Buttigieg responds to fatal police shooting
South Bend, Ind. Mayor Pete Buttigieg addressed the fatal police shooting of a black man in the Indiana city in a campaign email Thursday night.
The man, Eric Logan, was killed Sunday by Sgt. Ryan O’Neill, who confronted Logan while responding to reports of a man breaking into cars.
O’Neill has said Logan approached him with a knife, but he did not have his body camera on at the time of the shooting.
{mosads}“While the case is still being investigated, we do know this: a South Bend family is enduring the crushing and inconsolable anguish that far too many Black and Latino families across the country have shared,” Buttigieg wrote in the email.
The 37-year-old mayor and presidential candidate went on to discuss the fraught dynamics of the case pertaining to relations between the police and black communities.
“Our city, and our nation, demands answers about the dynamic between our police officers and the communities they are sworn to protect,” the email reads.
“All police work and all of American life takes place in the shadow of racism, which hurts everyone and everything it touches. Historic racism, present-day racism, and generational racism – they all secrete a kind of poison into the bloodstream of this country,” he added.
Logan’s family said in a press conference Monday that he was on his way to his mother’s house from a family gathering at the time of his death and had not been carrying a knife.
In the email, Buttigieg pledged that regardless of the investigation’s outcome, his office intended to seek feedback from community members to address such issues.

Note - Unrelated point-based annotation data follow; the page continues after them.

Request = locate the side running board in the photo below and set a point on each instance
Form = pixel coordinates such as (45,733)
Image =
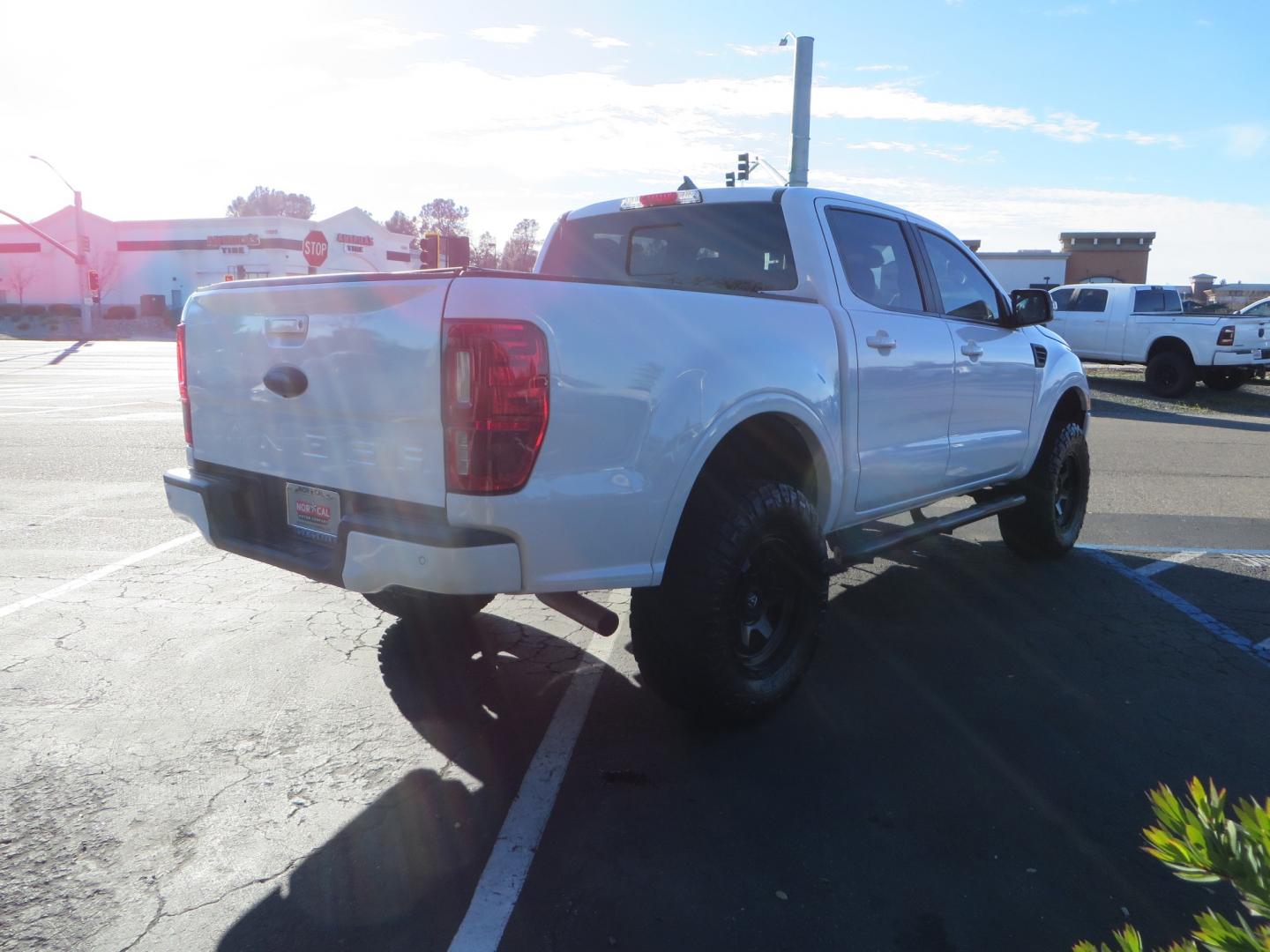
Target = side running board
(863,544)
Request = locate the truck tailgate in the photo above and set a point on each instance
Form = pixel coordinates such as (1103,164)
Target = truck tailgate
(366,358)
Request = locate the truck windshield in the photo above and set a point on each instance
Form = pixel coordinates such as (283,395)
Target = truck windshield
(735,247)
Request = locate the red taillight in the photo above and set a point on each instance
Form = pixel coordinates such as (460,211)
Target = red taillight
(494,403)
(182,385)
(660,199)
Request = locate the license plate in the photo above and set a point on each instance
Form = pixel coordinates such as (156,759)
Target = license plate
(312,510)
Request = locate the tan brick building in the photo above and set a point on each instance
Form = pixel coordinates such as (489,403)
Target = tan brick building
(1106,256)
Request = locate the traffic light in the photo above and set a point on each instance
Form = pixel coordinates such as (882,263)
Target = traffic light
(430,250)
(458,250)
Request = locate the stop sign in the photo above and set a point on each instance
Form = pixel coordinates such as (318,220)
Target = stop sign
(314,248)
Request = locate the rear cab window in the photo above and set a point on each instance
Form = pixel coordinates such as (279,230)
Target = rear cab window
(1088,300)
(1156,301)
(736,247)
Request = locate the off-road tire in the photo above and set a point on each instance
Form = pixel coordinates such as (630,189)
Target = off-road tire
(1169,374)
(736,619)
(427,607)
(1231,378)
(1058,493)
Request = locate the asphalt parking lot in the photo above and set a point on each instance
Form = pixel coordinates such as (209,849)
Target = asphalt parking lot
(198,752)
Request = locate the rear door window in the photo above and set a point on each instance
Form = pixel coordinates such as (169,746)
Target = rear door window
(877,259)
(966,290)
(738,247)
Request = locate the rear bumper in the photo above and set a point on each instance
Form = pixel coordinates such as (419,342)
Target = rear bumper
(378,545)
(1243,357)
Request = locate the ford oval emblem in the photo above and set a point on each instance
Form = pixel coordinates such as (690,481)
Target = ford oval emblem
(286,380)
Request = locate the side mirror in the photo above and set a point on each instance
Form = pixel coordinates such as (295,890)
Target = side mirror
(1030,306)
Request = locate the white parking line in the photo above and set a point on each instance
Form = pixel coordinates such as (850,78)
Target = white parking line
(63,409)
(94,576)
(508,865)
(1197,614)
(1168,562)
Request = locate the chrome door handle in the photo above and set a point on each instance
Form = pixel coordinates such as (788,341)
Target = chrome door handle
(972,349)
(883,342)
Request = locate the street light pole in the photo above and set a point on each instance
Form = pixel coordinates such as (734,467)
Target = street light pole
(802,124)
(80,262)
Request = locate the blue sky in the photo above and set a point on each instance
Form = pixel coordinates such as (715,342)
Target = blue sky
(1005,121)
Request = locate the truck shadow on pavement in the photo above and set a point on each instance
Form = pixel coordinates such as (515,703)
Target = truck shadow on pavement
(963,770)
(401,873)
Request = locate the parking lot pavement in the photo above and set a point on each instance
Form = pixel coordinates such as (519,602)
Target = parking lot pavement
(199,752)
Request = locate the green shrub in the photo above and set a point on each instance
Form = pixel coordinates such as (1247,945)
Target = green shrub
(1201,844)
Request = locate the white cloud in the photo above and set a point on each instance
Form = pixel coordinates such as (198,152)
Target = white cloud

“In new ways, we will elicit community input on the policies that decide how the police department does its work – policies on body cameras, the use of force, and the prevention of bias – and we will empower community members to help shape how these policies are put into practice,” the email states.
Buttigieg said Thursday he is open to calls for an independent prosecutor to investigate the shooting. The shooting is currently under investigation by the St. Joseph’s prosecutor’s office.
An independent probe “would be a benefit because it would help verify or shed light on what’s going on,” South Bend Councilman Oliver Davis (D) said, adding that he thinks it would be worth the money even if the city had to pay for an investigation. “Justice does cost, but not having justice costs even more.”